Posted by Barbara Hodge on January 17, 2018
If you want to build up longevity in your team, you might be well served by setting up in North America. That, at least, is what the data tells us.
According to a recent analytics report published by SSON Analytics, and based on responses from 188 practitioners, Americas-based Financial and HR shared services centers experience significantly lower attrition rates than do their EMEA or APAC counterparts. More than a third (34%) of North American Financial SSCs, in fact, have attrition rates of 5% or less, compared to 22% in EMEA, and 18% in the APAC region.
In HR we see a similar trend, with nearly half of Americas-based HR SSCs, and 37% of EMEA-based centers experiencing attrition of 5% or below, compared to 19% of APAC centers.

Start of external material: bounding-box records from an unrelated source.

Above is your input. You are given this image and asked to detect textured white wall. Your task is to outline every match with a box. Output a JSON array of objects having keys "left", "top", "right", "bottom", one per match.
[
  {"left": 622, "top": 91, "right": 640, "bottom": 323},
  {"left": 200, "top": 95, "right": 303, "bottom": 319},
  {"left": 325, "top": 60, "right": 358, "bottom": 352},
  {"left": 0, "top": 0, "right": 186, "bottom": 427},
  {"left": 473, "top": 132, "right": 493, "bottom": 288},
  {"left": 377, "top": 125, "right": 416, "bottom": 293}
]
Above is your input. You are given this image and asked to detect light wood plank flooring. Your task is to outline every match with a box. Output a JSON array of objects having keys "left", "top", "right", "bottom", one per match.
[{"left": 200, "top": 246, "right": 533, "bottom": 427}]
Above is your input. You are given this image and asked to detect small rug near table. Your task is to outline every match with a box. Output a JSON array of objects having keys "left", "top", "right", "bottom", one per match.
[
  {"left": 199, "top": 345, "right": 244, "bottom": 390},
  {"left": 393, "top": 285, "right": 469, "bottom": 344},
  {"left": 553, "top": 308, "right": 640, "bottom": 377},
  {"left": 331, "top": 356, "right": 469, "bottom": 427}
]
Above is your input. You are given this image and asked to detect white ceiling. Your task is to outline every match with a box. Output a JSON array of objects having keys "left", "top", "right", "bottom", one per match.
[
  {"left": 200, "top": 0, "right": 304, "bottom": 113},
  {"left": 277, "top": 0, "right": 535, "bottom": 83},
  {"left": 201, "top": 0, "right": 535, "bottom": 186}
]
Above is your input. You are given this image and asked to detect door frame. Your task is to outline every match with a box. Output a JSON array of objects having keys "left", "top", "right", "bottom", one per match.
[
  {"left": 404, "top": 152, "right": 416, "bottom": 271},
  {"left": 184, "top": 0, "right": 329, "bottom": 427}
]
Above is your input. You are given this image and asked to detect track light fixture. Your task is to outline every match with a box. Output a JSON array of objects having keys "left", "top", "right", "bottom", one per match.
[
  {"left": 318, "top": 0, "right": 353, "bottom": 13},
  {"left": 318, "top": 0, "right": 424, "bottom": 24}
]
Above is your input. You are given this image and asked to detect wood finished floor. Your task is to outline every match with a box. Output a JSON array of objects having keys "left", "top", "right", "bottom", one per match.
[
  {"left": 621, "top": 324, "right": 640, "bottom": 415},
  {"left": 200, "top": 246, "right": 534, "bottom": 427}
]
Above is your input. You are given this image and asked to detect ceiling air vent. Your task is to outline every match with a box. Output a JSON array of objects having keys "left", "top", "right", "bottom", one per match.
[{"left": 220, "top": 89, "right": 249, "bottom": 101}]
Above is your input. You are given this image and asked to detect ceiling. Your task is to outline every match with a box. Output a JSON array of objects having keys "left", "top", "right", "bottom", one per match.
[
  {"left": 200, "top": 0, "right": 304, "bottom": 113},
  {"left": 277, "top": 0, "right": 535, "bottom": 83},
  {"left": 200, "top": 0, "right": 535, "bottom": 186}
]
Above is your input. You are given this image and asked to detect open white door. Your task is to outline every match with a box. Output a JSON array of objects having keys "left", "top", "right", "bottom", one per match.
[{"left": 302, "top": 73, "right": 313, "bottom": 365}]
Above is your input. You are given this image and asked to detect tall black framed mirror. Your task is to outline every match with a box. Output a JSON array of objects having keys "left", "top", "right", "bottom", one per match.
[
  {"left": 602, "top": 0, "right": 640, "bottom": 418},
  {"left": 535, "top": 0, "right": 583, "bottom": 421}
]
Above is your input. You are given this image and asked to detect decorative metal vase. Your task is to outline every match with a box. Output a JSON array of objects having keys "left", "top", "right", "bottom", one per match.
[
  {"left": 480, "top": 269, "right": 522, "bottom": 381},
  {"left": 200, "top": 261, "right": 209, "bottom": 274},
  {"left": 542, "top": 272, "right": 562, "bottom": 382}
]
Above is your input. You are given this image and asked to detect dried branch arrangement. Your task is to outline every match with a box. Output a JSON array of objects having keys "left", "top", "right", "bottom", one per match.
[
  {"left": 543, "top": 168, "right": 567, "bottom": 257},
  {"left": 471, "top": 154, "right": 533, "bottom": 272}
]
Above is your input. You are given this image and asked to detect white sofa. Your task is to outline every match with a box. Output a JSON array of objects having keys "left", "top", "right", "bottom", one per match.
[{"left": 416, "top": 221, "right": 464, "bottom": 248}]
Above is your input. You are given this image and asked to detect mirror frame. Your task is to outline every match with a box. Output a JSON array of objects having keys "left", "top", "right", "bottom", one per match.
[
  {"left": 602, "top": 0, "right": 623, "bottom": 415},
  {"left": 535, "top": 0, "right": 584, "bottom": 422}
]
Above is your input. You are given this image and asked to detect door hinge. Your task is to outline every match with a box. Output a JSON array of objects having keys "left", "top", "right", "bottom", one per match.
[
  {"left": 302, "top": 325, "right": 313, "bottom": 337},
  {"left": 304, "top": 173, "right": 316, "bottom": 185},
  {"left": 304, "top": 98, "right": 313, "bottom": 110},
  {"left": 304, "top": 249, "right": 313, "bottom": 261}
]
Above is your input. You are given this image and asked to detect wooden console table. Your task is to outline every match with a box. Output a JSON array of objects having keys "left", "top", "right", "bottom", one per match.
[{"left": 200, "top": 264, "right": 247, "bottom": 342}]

Why is this significant? Because the trend in service delivery today is specifically geared towards knowledge-based services and away from transactional work. (In SSON’s 2018 State of The Shared Services and Outsourcing Industry survey [report to be published online later this month] more than three-quarters of Global Business Services centers confirm that their strategy is shifting from transactional towards knowledge work.) By the same token, however, providing these kinds of knowledge-based services depends to a large extent on staff familiarity with operations – not just process and function, but also existing business relationships that can be leveraged to optimize customer understanding and service.
What is frequently found with high turnover is that these relationships are being lost. Where activity was, or still is, predominantly transactional, this is less significant as work can easily be taught as staff are replaced. However, with automation rapidly taking on large segments of transactional work, activities (and services) are shifting predominantly towards knowledge-oriented, business insight-driven services that depend on experience and exposure to operations and the business overall.
The solution is not necessarily to refocus on the Americans. However, where retention is a challenge, center leaders would do well to reassess their talent management and retention strategies. Where work becomes more intimately connected with the business customer, providing attractive career paths and the right motivation to service delivery teams will be increasingly important.